Todo comienza en un set de filmación. Un director excéntrico ha decidido llevar la historia de su vida a la pantalla grande. El espectador es invitado a seguir el proceso de creación de la película desde la selección del elenco hasta el estreno de la misma. La obra de Diego Beares contiene un discurso sobre la industria del entretenimiento, al que se percibe durante el desarrollo de la historia como un medio frívolo, superficial y hostil en el que reina la vanidad y en el que sólo tiene cabida la gente sin escrúpulos, aquella que se maneja bajo los valores comerciales en lugar de éticos y morales, personas dispuestas a negociar con su cuerpo a cambio de que su nombre sea colocado en la cartelera (esta ficción, por cierto no está alejada de la realidad).
Todas las características negativas del mundo del espectáculo en el que se prescinde del talento para ceder el lugar al glamour, están presentes en el personaje protagónico de la obra, “Tomás” -interpretado por el propio Beares- el director que ha construido su biografía a base de mentiras con tal de dar una imagen más conveniente de sí mismo. Él quiere ser percibido como alguien que ha llegado a la fama como si su destino estuviera predestinado a ello, debido a su inigualable visión artística y a su personalidad deslumbrante. Omitiendo que ese “ascenso” hacia el éxito ha sido realmente gracias a la explotación y maltrato que ha ejercido con todo aquel que ha formado parte de su vida. El poder despótico cercano a la inhumanidad, es su característica más acusada. Es en fin una persona ruin que no busca más que su propio beneficio, alguien vacío que desconoce y desprecia el cariño sincero.
Precisamente a diferencia de otros montajes de Beares (Tenis y Alaska) donde el caos narrativo aparente se dirige a un camino preciso, en Ego, esta historia carente de tensiones y profundidad, estructurada a partir de la concatenación de ocurrencias y sin sentidos dramáticos, el motivo del caos es hacer lucir al personaje principal, encarnación de “la perra” un arquetipo fundamental de la cultura gay. La perra, una figura idealmente descorazonada, manipuladora ejerce un extraño poder de seducción, que le facilita la obtención de todo lo que se propone, que es esencialmente alcanzar una posición social privilegiada que le permita ostentar sus bienes materiales y contar con un grupo de aduladores obedientes, que admiran su desfachatez y su lenguaje y conducta políticamente incorrectos.

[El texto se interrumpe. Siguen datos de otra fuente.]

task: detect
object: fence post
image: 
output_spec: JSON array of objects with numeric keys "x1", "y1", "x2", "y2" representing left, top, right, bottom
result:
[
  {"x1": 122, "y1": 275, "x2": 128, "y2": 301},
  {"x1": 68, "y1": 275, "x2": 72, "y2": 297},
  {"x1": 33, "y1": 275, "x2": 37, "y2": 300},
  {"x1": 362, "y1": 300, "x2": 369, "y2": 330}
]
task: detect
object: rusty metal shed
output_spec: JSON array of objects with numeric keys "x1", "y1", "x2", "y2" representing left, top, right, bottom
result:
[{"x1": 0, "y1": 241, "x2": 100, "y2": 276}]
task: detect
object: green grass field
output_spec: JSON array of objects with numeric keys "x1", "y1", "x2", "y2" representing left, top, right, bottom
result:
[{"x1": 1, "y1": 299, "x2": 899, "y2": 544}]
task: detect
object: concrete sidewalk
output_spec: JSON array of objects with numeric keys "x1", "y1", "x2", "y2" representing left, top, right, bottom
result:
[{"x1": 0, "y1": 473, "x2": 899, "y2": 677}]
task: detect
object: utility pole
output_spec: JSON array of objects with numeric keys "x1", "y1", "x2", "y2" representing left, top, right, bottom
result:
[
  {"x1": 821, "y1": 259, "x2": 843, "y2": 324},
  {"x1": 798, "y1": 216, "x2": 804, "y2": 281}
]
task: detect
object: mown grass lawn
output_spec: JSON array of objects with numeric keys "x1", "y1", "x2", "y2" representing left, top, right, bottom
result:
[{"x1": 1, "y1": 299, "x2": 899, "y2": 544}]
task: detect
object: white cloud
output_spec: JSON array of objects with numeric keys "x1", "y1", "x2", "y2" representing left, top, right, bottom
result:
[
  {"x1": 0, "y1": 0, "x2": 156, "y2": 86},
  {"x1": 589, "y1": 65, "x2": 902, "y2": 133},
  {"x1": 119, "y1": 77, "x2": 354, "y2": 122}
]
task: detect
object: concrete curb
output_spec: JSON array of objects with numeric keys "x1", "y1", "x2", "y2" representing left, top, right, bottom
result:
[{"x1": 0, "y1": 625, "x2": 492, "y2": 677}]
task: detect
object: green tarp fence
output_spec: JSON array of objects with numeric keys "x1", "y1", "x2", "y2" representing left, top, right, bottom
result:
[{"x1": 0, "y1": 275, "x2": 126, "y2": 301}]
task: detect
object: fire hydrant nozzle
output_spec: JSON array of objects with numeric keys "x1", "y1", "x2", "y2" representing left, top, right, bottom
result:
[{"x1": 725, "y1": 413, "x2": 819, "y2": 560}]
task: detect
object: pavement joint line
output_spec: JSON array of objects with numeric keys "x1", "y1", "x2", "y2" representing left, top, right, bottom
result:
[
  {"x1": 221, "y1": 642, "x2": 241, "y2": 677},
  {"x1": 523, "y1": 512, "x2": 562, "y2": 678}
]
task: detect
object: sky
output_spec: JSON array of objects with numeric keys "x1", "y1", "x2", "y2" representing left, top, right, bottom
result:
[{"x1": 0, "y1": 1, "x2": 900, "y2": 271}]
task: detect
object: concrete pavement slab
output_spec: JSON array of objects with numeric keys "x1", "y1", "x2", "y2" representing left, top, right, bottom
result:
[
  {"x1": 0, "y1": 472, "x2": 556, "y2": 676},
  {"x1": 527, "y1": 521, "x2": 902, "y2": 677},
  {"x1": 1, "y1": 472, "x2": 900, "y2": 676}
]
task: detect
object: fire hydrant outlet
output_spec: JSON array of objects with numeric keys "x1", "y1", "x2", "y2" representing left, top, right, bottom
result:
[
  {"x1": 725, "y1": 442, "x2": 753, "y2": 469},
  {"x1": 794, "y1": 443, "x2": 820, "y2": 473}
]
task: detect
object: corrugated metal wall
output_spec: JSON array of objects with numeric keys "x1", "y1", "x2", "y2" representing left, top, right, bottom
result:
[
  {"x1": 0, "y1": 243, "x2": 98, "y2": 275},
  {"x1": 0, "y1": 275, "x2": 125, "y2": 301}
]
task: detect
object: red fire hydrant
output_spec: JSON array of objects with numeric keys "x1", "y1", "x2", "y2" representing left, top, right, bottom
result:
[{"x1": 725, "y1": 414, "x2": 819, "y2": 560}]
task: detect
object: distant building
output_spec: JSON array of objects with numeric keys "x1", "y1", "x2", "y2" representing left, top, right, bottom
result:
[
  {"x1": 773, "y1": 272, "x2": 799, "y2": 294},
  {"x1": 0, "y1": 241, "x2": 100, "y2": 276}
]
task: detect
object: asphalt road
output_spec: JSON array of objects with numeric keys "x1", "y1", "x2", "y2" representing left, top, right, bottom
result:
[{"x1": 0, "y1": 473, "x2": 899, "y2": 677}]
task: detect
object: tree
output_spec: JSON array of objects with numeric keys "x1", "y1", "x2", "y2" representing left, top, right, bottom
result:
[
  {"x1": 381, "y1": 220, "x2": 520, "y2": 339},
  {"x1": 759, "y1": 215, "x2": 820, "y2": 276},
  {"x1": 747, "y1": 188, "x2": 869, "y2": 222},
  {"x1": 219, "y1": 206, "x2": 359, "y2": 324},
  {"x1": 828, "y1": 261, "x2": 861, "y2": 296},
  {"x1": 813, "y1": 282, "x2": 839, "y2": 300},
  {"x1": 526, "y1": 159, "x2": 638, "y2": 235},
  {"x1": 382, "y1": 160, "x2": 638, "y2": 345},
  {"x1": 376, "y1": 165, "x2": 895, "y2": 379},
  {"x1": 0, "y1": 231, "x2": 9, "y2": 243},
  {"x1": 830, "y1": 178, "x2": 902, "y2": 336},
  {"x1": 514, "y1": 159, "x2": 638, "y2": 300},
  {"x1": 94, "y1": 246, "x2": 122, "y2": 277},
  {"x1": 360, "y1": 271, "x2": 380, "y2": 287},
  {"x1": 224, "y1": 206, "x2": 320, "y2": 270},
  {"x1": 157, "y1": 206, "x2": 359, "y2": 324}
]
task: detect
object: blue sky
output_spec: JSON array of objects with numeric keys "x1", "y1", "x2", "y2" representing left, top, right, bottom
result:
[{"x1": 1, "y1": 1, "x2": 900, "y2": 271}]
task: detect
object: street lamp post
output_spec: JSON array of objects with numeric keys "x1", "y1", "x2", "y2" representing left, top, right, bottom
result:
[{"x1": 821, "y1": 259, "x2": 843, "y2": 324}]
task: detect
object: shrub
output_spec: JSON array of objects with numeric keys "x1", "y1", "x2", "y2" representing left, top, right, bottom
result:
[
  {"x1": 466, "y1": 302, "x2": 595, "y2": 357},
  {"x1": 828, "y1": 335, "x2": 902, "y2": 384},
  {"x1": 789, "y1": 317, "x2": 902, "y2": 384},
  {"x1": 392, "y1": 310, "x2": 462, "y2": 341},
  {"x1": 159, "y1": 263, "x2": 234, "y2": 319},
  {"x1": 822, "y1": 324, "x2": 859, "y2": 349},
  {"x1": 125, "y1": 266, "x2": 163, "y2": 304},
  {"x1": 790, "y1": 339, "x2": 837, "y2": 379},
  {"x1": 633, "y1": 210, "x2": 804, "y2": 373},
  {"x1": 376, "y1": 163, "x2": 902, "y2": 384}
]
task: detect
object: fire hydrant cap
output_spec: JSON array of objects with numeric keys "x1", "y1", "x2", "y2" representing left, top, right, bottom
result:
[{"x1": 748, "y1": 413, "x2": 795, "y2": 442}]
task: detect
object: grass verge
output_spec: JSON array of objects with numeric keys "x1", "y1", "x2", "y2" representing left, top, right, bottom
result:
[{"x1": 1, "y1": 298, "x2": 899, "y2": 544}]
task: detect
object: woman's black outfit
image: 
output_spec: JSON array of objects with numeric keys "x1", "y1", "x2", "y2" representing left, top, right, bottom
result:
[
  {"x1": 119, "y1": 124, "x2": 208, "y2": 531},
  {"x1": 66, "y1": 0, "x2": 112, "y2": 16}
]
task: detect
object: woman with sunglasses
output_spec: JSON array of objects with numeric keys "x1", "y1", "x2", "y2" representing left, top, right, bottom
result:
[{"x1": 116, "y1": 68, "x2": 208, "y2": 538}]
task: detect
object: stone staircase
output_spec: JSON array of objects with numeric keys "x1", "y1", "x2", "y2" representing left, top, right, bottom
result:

“La perra” es la villana sensual, una diva que obtiene todo lo que quiere. Es ella la que todos quisiéramos ser. Reconocemos a “la perra” por doquier, forma parte de la cultura pop. Es Miranda Priestly de The Devil Wears Prada, Regina George de Mean Girls, es también Maleficent, Samantha Jones de Sex and the City, es Soraya Montenegro de María la del Barrio, “Mane” de Acapulco Shore, “Mónica” de El señor de los cielos, es Teresa, en teatro la encontramos todo el tiempo en el Cabaret de Tito Vasconcelos, en algunos montajes de Las Reinas Chulas, es la madre interpretada por Francisco Granados en Orégano y por supuesto la “perra” sublime y suprema que fue María Félix.
El personaje de “Tomás” se ha construido como si se tratase de una de ellas. La constancia de esta figura arquetípica y su interpretación en este montaje resulta valiosa para el crítico y bastante cómica para el espectador en la versión que presenta “Ego” de la zorra materialista cuyo máximo sueño es la fama y la obtención de favores sexuales por parte de jóvenes atractivos a cambio de un lugar en una película. “Tomás” es el emperador de un reino de mentiras que promete ser un éxito en taquilla, el protagónico de “Ego” una perra sin la cual no funcionaría como lo hace la industria del entretenimiento. No es de extrañar que en ninguna escena le veamos la cara (aparece siempre de espaldas frente al público), para que podamos identificarlo con el “Tomás” más cercano en nuestra vida.